Dopo cinque mesi di battaglie sotterranee, il D-day della «grande Unipol» sembra giunto. Oggi o al massimo domani Fonsai, Milano e Premafin dovrebbero trovare il baricentro per rispedire a Bologna la proposta di integrazione secondo i valori fissati la scorsa settimana dal gruppo guidato da Emanuele Erbetta: Unipol avrebbe il 61% dell’aggregato, Fonsai il 27,45%, Milano il 10,7% e Premafin lo 0,85 per cento.
La prima schiarita è arrivata dalla Milano, che ha accettato di proseguire, mentre il cda Premafin si è aggiornato a questa mattina dopo un fitto carteggio con Unicredit sulla ristrutturazione del debito: Piazza Cordusio, in risposta a una missiva in cui la holding dei Ligresti sosteneva di non poter deliberare l’integrazione, ha spronato Premafin a procedere, rassicurandola sulla volontà del pool dei creditori. A complicare l’incastro è stata la volontà di Fonsai di limare il prestito convertendo e alcune richieste di compensazione probabilmente relative al diritto di recesso nelle mani dei Ligresti.

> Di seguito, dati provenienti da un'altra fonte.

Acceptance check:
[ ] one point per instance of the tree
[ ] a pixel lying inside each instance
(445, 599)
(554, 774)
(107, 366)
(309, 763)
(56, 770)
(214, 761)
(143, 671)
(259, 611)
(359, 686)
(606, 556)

Per il resto i protagonisti hanno continuato a rincorrersi in girotondo, probabilmente in attesa del verdetto della Consob sull’Opa obbligatoria. Se oggi la Commissione, tornata a riunirsi in ieri in serata, imporrà l’offerta pubblica anche solo su Milano, Carlo Cimbri potrebbe abbandonare il campo. Ecco perché le banche non hanno alcune intenzione di farsi carico della ristrutturazione del debito Premafin, se non quando saranno certe che l’ex «casa Ligresti» sia nelle mani di Unipol che aveva chiesto di avere perlomeno il 61,7% del nuovo polo dellepolizze. Di conseguenza, visto che è a rischio la continuità aziendale, Premafin ha rinviato al 12 giugno l’assemblea chiamata ad approvare il bilancio e l’aumento di capitale che sancisce il passaggio a Bologna. Marcato, tuttavia, il dissenso tra i piccoli soci, che hanno chiesto di commissariare la holding e le sue controllate, invocando l’arrivo di Enrico Bondi.